While overall sales were up 16.4 percent from February, BMO Economics suggests that once adjusted for seasonal factors — March is supposed to be a busier month for home sales to begin with — activity continues to trend lower.
“Let’s just say that any relief on the mortgage rate front would be very welcome in this market,” writes BMO Senior Economist Robert Kavcic in a note.
That may be in the cards for the short-term if a recent British Columbia Real Estate Association forecast comes to pass.
In the meantime, home prices fell amid tapering demand in March. The benchmark price of a Metro Vancouver home, including all housing types, was $1,011,200, down 7.7 percent annually and 0.5 percent lower than February.

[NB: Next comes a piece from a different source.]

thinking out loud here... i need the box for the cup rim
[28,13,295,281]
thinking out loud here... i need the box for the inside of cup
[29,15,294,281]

In the detached segment, the benchmark price plunged 10.5 percent year-over-year to $1,437,100. The benchmark condo prices slumped 5.9 percent, hitting $656,900 last month. Attached home pricing fell at roughly the same rate to $783,600.
REBGV favours the benchmark price to gauge real price trends. The benchmark doesn’t include top-tier or low-end properties, which can skew averages, and instead is calculated by looking at value fluctuations for typical homes, based on factors such as location, square footage, and the number of rooms in a dwelling.
“Housing demand today isn’t aligning with our growing economy and low unemployment rates. The market trends we’re seeing are largely policy induced,” says Ashley Smith, REBGV’s president, in a statement.
“For three years, governments at all levels have imposed new taxes and borrowing requirements on to the housing market,” Smith continues.
From the city’s empty homes tax to the province’s foreign-homebuyer tax for Metro Vancouver — and subsequent increase — a number of measures have been implemented to address affordability issues in the Lower Mainland, with some questioning their effectiveness.
Much of the recent debate, however, has targeted tougher mortgage rules that the federal government brought forward in January 2018. Realtors in the province have largely blamed the decision to expand mortgage stress testing to uninsured mortgages for the collapse in home sales and prices.
The policy move means that even if a borrower has a 20-percent downpayment, they still have to qualify at a mortgage rate that is 200 basis points above their contract rate.
“What policymakers are failing to recognize is that demand-side measures don’t eliminate demand, they sideline potential home buyers in the short term. That demand is ultimately satisfied down the line because shelter needs don’t go away,” Smith states.
“Using public policy to delay local demand in the housing market just feeds disruptive cycles that have been so well-documented in our region.”